Healthcare organisations store, maintain and transmit vast amounts of data to support the delivery of efficient and appropriate patient care. According to a recent study, hospital data breaches increased across the US in 2020, affecting around 26.4 million people. Healthcare data breaches have doubled since 2014.
During the COVID pandemic, fears were expressed in the UK over thousands of National Health Service (NHS) patients’ private data being shared with strangers as details were mistakenly mixed up and sent out to the wrong people.
The proliferation of cloud computing and AI presents opportunities and risks with respect to healthcare and data protection. Both technologies have the potential to revolutionise patient care, increasing the accessibility of critical patient data, the speed and accuracy of diagnosis, and the ability to identify and cure new diseases.
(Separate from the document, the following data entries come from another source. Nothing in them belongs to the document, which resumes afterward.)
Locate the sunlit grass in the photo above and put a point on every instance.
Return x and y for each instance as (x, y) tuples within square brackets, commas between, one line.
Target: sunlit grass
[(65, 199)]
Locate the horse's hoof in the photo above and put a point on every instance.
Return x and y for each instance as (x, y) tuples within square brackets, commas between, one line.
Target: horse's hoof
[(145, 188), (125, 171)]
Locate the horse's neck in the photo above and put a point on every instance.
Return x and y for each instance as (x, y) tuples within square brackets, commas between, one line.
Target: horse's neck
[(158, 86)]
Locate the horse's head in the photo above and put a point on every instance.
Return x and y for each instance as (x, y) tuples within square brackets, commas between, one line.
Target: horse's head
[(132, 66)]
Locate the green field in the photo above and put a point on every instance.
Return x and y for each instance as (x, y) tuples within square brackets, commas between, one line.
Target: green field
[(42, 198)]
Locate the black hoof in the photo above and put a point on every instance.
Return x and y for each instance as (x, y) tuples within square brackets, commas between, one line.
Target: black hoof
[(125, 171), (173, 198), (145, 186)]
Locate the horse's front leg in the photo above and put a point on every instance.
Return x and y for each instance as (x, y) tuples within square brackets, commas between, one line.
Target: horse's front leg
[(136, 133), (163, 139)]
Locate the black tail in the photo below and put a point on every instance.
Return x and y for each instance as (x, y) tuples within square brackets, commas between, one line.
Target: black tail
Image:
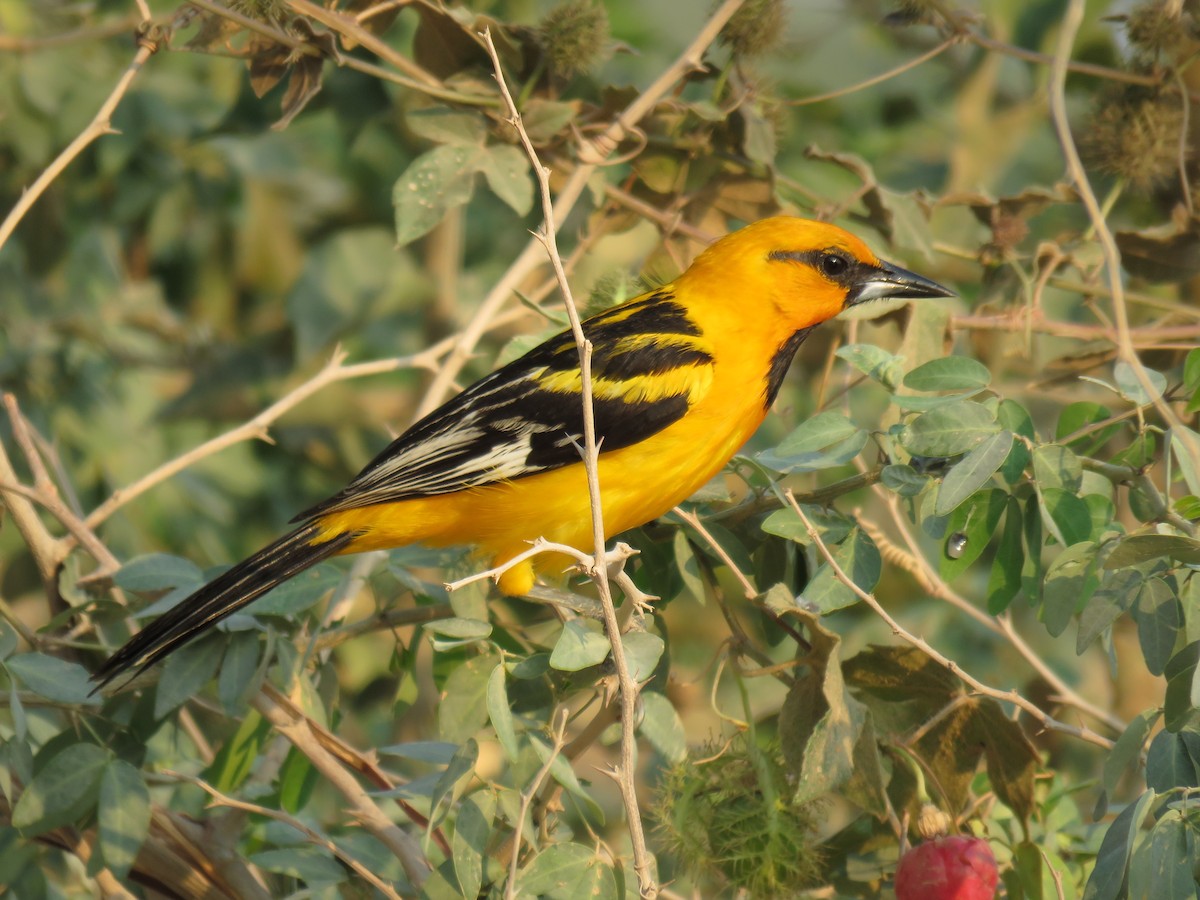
[(226, 594)]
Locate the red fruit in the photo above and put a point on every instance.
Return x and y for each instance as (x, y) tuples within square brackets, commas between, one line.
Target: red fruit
[(953, 868)]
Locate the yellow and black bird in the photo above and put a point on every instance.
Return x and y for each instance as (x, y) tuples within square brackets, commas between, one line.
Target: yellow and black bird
[(682, 377)]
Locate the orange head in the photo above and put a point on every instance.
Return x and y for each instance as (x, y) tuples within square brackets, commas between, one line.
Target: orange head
[(808, 271)]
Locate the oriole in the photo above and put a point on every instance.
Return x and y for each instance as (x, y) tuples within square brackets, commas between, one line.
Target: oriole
[(682, 377)]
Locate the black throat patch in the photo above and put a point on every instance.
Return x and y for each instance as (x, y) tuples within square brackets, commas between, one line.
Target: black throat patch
[(781, 361)]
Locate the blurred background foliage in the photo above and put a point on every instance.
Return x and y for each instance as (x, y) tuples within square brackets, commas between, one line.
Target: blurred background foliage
[(270, 197)]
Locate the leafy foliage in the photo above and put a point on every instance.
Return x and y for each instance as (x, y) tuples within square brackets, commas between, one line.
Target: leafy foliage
[(1012, 479)]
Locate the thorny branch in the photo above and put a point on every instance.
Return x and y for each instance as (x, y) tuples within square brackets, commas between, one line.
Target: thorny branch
[(1079, 731), (591, 453)]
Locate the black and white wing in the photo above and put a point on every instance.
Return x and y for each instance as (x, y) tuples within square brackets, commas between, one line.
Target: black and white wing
[(649, 366)]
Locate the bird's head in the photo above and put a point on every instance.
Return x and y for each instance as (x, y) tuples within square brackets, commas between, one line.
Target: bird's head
[(809, 270)]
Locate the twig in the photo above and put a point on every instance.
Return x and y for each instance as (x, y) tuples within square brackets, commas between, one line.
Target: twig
[(1071, 23), (532, 789), (1021, 319), (1080, 731), (599, 574), (12, 43), (100, 125), (877, 79), (917, 565), (297, 730), (257, 427), (576, 183), (693, 520), (221, 799)]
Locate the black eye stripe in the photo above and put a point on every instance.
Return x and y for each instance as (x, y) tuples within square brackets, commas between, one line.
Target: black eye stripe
[(833, 263)]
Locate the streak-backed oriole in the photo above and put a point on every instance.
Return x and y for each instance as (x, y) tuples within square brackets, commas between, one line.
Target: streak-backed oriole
[(682, 377)]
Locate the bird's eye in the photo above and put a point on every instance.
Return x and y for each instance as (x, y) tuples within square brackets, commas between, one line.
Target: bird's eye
[(833, 265)]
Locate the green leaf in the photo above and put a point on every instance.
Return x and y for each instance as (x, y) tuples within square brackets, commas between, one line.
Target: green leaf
[(436, 183), (581, 645), (52, 678), (948, 430), (186, 671), (507, 171), (237, 677), (688, 567), (873, 361), (859, 558), (1017, 419), (299, 592), (295, 780), (975, 520), (435, 753), (1131, 387), (816, 433), (1159, 618), (463, 707), (661, 726), (1162, 868), (1182, 687), (309, 864), (1126, 753), (1116, 594), (820, 721), (61, 791), (157, 571), (1183, 459), (460, 629), (948, 373), (1005, 580), (1069, 582), (1080, 417), (785, 522), (499, 712), (642, 653), (1192, 371), (567, 871), (826, 441), (1068, 514), (1143, 547), (239, 754), (545, 118), (1108, 879), (1012, 760), (444, 125), (972, 472), (1055, 466), (562, 772), (472, 829), (904, 480), (461, 767), (1170, 763), (124, 816)]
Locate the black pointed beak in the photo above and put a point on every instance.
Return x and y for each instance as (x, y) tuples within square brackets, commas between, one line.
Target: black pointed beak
[(891, 281)]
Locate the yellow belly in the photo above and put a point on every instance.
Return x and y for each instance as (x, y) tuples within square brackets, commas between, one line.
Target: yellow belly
[(637, 484)]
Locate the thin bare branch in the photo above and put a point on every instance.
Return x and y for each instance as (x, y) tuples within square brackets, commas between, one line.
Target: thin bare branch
[(1079, 731), (315, 837), (100, 125)]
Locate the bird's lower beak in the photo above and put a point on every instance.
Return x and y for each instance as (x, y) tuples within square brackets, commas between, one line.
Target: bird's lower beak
[(891, 281)]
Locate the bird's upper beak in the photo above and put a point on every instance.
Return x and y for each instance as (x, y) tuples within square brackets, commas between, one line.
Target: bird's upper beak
[(891, 281)]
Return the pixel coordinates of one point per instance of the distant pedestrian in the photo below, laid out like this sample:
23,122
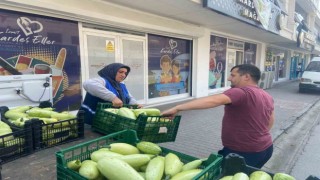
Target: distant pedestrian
248,115
298,70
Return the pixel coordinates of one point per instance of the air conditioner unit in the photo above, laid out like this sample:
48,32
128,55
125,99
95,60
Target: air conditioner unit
19,90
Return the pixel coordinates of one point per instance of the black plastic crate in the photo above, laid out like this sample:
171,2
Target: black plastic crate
149,128
17,144
53,134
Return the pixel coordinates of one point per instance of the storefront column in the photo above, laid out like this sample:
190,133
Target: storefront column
201,65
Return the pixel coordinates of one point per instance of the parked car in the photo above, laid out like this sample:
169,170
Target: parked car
310,79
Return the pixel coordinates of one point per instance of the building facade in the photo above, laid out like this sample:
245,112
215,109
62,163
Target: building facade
177,50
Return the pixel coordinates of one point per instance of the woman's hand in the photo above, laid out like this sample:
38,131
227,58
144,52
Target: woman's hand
117,102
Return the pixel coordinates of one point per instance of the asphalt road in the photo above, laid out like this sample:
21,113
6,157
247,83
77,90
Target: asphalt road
199,136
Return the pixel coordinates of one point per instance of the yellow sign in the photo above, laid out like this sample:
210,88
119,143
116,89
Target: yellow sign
110,46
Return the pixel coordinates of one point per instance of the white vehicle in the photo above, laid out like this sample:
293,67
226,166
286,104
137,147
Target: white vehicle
310,79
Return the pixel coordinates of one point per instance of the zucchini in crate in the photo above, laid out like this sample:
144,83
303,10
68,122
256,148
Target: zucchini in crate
155,168
117,169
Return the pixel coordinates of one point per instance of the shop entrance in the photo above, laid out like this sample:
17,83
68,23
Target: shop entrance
103,47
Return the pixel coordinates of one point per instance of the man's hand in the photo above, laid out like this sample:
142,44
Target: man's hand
170,112
117,102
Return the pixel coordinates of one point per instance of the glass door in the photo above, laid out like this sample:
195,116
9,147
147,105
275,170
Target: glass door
133,55
100,51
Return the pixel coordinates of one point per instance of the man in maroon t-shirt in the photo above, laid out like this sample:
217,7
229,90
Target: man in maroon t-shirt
248,116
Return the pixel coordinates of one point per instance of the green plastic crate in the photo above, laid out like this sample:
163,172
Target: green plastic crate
211,167
148,128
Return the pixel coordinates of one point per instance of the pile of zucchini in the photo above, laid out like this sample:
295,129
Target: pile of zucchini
121,161
20,115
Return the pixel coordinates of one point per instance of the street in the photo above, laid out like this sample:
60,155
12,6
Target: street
294,133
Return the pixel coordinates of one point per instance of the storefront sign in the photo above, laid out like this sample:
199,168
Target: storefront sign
248,10
261,13
309,38
232,44
169,65
34,44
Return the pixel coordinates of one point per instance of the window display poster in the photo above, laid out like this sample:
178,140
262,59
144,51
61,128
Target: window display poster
32,44
169,63
250,53
217,62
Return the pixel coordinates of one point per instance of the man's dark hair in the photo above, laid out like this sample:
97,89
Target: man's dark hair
250,69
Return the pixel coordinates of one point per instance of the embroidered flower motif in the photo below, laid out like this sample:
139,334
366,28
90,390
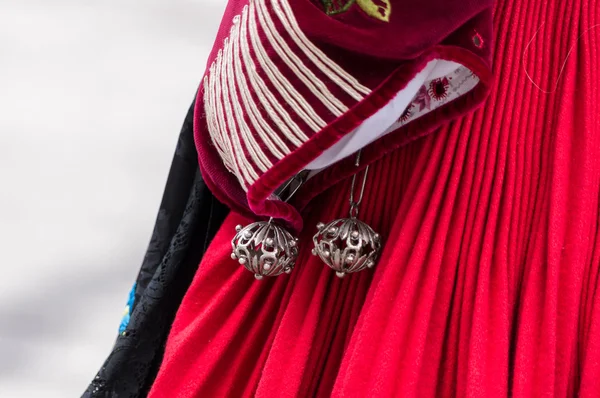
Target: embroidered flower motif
127,312
438,88
379,9
477,40
407,114
422,99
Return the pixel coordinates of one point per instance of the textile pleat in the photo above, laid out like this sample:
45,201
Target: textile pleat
488,282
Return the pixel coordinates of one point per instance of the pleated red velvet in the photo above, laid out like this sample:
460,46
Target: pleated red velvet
488,284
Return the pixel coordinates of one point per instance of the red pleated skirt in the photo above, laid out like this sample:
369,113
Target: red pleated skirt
488,284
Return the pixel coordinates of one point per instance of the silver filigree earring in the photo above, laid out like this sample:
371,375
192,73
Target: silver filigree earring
265,248
348,245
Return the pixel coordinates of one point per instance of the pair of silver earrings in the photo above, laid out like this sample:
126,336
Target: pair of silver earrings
346,245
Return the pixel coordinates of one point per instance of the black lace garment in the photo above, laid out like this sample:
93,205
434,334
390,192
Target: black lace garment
188,219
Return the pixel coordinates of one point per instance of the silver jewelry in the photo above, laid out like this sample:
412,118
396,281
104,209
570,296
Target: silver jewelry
265,248
348,245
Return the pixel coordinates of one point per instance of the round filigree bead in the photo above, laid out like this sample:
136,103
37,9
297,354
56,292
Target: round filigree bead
347,245
265,249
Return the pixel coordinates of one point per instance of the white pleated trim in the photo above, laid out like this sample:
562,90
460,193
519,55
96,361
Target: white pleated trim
242,129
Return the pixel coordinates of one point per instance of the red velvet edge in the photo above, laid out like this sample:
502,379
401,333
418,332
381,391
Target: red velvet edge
287,167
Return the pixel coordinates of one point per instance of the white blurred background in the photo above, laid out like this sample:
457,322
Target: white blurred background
92,96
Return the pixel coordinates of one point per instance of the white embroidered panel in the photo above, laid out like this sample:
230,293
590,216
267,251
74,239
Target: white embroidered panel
439,83
254,113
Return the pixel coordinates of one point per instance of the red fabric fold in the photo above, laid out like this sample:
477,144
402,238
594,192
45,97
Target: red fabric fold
488,284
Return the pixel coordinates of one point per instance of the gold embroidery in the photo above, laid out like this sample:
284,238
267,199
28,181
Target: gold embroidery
379,9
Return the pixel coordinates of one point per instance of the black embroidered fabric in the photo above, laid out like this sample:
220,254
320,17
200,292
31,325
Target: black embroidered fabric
188,219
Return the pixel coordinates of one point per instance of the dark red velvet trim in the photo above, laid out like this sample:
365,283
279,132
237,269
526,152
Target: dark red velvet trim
290,165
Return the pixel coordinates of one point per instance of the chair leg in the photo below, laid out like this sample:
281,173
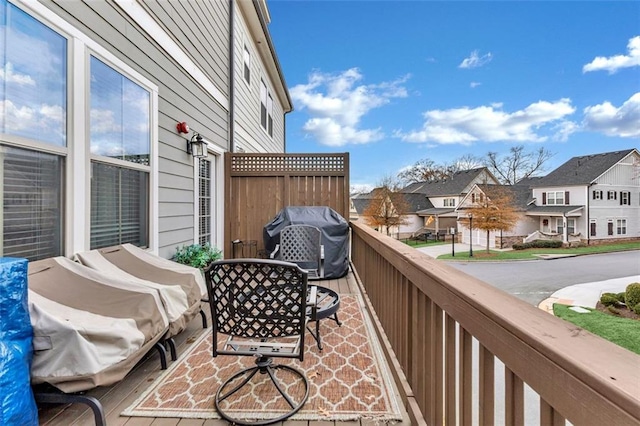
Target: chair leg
172,348
264,366
204,318
65,398
163,355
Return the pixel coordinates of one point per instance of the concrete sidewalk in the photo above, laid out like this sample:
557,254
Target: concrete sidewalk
587,294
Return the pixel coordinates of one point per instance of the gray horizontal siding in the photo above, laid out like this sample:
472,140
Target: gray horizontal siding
200,28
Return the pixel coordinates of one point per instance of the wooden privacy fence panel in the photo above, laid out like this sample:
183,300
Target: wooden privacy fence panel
466,349
258,186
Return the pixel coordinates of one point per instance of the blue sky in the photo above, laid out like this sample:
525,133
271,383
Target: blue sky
393,82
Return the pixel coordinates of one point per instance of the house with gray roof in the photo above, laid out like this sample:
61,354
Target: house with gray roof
445,195
588,199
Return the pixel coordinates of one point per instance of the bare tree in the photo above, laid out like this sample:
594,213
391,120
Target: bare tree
427,170
492,210
518,164
387,207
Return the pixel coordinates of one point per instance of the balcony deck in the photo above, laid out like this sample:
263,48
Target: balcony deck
118,397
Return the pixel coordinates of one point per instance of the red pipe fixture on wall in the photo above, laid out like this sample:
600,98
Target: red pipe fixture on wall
182,127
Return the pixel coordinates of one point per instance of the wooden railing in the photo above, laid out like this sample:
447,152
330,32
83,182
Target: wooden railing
472,354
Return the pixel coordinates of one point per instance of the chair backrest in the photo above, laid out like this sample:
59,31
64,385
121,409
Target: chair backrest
254,300
302,244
Nonetheless, if these technologies are not implemented properly, there is a risk that patient privacy will be compromised.
The starting point for data protection in the healthcare field is the relevant legislation, which contains important first principles. Under the GDPR, health data is a class of special category data, i.e. it is personal data that needs more protection because it is sensitive. Article 9 of the GDPR lists the conditions for processing special category data:
(a) Explicit consent
(b) Employment, social security and social protection (if authorised by law)
(c) Vital interests
(d) Certain legitimate activities of not-for-profit bodies
(e) Made public by the data subject
(f) Legal claims or judicial acts
(g) Reasons of substantial public interest (with a basis in law)
(h) Health or social care (with a basis in law)
(i) Public health (with a basis in law)
(j) Archiving, research and statistics (with a basis in law)
When processing health data, or any other special category of data, as well as establishing the proper legal basis for processing, it is advisable to conduct a Data Protection Impact Assessment (DPIA).
In the USA, the Health Insurance Portability and Accountability Act (HIPAA) applies. HIPAA consists of the privacy rule and security rule. The privacy rule dictates who has access to an individual’s medical records and what they can do with that information. Under the security rule, a health organisation must do their due diligence and work to keep patient data secure and safe. The security rule focuses on electronically transmitted patient data rather than information shared orally or on paper.
Under the security rule, entities covered by HIPAA must have in place:
- Administrative safeguards: Policies and procedures designed to clearly show how the entity will comply with the act, including Internal Audits, outsourcing and third-party compliance frameworks,
- Physical safeguards Controlling physical access to protect against inappropriate access to protected data, and
- Technical safeguards Controlling access to computer systems and enabling covered entities to protect communications containing health data transmitted electronically over open networks from being intercepted by anyone other than the intended recipient.
Organisations and businesses processing significant amounts of health data will benefit from undertaking a data privacy Health Check. This process involves mitigating potential data breaches, highlighting any training needs for your team, tightening your company’s risk management and demonstrating an auditable paper trail.